BUDAPEST, May 19 2003 (IPS) - The domestic and international representation of Roma people in Hungary is expected to improve with the recent establishment of a new Hungarian government office overseeing Roma issues and the opening of the European Roma Information Office (ERIO) in Brussels.

The domestic and international representation of Roma people in Hungary is expected to improve with the recent establishment of a new Hungarian government office overseeing Roma issues and the opening of the European Roma Information Office (ERIO) in Brussels.

A gesture from Prime Minister Péter Medgyessy set the tone. After the signature of Hungary’s accession treaty with the European Union April 16 in Athens, Greece, he offered to auction the pen for the benefit of the debt-ridden public Roma radio station Radio C. Hungarian and EU (European Union) civil organisations said the offer indicated Hungary’s commitment to improving the representation of Roma rights.

Three weeks after that offer, Medgyessy announced the creation of a Government Office for Equal Opportunities to oversee minority issues, including questions affecting the Roma. Katalin Lévai, minister without portfolio, will head the office that will begin to function later this month.

“I expect the new office to become the government’s living conscience,” Medgyessy said in a statement announcing the formation of the new office. The new institution is also expected to help the government form better minority policies, he said.

The office will give much needed representation to an estimated half a million Roma in Hungary. The European Roma Rights Centre (ERRC), a Budapest-based non-governmental organisation, says Roma are often denied equal access to education, they may be separated from non-Roma children, and sent to schools for the mentally disabled.


ERRC says the unemployment rate among Roma people is somewhere between 60 percent and 80 percent for men and 35 percent and 40 percent for women, but that this may cross 90 percent in small settlements. The Roma minority face extreme discrimination at their workplace, the ERRC says.

The new steps come after the EU repeatedly criticised the institutional framework in Hungary for Roma policies. Despite some strengthening of the framework and creation of a new monitoring system, Roma policy is still not integrated into social development strategies, according to the EU’s 2002 country report.

The Prime Minister’s Office assumed direct responsibility for the minorities in June last year. Roma issues were separated from other minority affairs through the creation of a separate department, which will now be integrated into the new office for equal opportunities.

Lévai told the weekly Magyar Narancs that the new office will aim at cooperation with Roma-related institutions, and will centralise resources for Roma education and employment programmes.

The budget for Roma was raised to 49 million dollars last year from 18 million dollars in 1998, the EU’s country report noted.
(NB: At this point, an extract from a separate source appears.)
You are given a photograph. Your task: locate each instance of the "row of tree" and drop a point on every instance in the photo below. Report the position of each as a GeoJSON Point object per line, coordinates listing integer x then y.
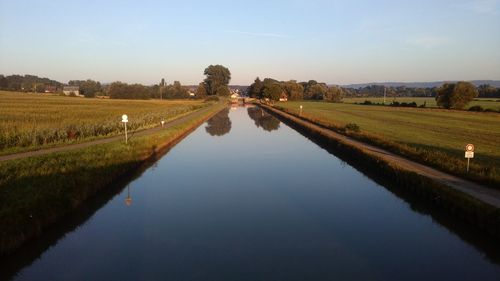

Hungary’s accession to the EU due next year will put more pressure on the government to improve the situation of the Roma, Angéla Kóczé, executive director of the ERIO that opened in Brussels two weeks ago told IPS on phone from Brussels. ERIO is the first institution for Roma in Brussels. Kóczé, a Roma of Hungarian origin, says it will provide information and create a Roma lobby within the EU.

“The estimated Roma population in Europe is eight to 12 million, most of them in central and eastern Europe,” Kóczé said. “With the accession of the region’s countries, the Roma question will become a European issue.”

Employment and development of adult education will be the key policy issues for the Roma in Europe, she said. Another goal will be to encourage Roma representation in the European Parliament, she said, even though Roma do not have fair representation within the Hungarian parliament.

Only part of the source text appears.